Hainan: famous among the Chinese, but relatively unknown to foreigners, is characterized by the relatively heavy use of coconuts. The signature specialties are the “Four Famous Dishes of Hainan” : Wenchang chicken, Dongshan goat, Jiaji duck and Hele crab.
Beijing: home-style noodles and baozi, Peking Duck, cabbage dishes, great pickles. Not fancy, but great and satisfying.
Imperial: the food of the late Qing court, made famous by the Empress Dowager Cixi, can be sampled at high-end specialized restaurants in Beijing. The cuisine combines elements of Manchu frontier food such as venison with exotica such as camel’s paw, shark’s fin and bird’s nest.
Various types of Chinese food provide quick, cheap, tasty, light meals. Street food and snacks sold from portable vendors can be found throughout China’s cities. Wangfujing district’s Snack Street in Beijing is a notable, if touristy, area for street food. In Cantonese-speaking areas, street-food vendors are called gai bin dong; such ventures can grow into a substantial business with the stalls actually only barely ‘mobile’. Nationwide quick eats include:
Various, usually sweet, items from the ubiquitous bakeries. A great variety of sweets and sweet food found in China are sold as snacks, rather than as a post-meal dessert course in restaurants as in the West.
Barbecued sticks of meat from street vendors.
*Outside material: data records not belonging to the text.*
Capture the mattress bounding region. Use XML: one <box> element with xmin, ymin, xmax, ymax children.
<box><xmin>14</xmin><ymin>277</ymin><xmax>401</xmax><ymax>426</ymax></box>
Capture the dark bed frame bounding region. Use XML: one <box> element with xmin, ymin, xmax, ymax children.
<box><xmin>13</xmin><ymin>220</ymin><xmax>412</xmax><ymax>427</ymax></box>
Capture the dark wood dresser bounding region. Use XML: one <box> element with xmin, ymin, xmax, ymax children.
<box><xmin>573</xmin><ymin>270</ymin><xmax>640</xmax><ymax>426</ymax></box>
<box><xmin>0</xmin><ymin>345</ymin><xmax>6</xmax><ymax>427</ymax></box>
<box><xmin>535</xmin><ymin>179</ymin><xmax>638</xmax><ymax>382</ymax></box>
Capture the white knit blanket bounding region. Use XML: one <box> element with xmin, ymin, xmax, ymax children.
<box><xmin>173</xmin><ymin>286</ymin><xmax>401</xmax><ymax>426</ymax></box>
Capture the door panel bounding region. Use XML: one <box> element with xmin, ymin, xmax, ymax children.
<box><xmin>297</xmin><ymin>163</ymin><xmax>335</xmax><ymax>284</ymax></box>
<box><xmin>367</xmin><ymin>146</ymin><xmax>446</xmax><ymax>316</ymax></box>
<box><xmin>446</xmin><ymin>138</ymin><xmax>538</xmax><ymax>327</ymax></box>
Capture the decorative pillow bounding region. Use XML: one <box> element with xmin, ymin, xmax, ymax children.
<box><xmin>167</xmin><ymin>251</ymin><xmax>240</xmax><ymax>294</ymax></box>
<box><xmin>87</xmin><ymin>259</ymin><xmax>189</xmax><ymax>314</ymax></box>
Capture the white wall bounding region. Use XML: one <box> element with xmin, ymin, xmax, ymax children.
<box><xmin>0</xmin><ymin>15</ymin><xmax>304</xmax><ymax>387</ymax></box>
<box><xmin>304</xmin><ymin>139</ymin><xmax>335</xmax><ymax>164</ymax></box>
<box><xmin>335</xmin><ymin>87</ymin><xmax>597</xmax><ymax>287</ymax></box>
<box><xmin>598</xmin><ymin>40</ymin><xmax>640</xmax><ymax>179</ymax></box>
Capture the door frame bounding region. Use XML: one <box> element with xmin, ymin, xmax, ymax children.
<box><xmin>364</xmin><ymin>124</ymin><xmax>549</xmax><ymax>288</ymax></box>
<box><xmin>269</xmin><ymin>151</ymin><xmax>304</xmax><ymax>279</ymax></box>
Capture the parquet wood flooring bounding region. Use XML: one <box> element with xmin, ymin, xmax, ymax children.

Yang rou chuan, or fiery Xinjiang-style lamb kebabs, are particularly renowned.
Jiaozi, which Chinese translate as “dumplings”, boiled, steamed or fried ravioli-like items with a variety of fillings. These are found throughout Asia; momos, mandu, gyoza, and jiaozi are all basically variations of the same thing.
Baozi, steamed buns with savory, sweet or vegetable fillings.
Mantou, steamed bread available on the roadside, a cheap and filling snack.
Lanzhou-style lamian, fresh hand-pulled noodles. This industry is heavily dominated by members of the Hui ethnic group – look for a tiny restaurant with staff in Muslim dress, white fez-like hats on the men and head scarves on the women.
In Guangdong and sometimes elsewhere, dim sum. At any major tourist destination in China, you may well find someone serving dim sum for Hong Kong customers.
The Western notion of fast food is arguably as popular as the domestic variety. KFC, McDonald’s, Subway and Pizza Hut are ubiquitous, at least in mid-sized cities and above. Although common, the menus and flavors in these Western chains have been altered to suit Chinese tastes, such as McDonald’s Red Bean Mcflurry. There are a few Burger Kings, Domino’s and Papa John’s as well, but only in major cities. Chinese chains are also widespread. These include Dicos – chicken burgers, fries, etc., cheaper than KFC and some say better – and Kung Fu – which has a more Chinese menu.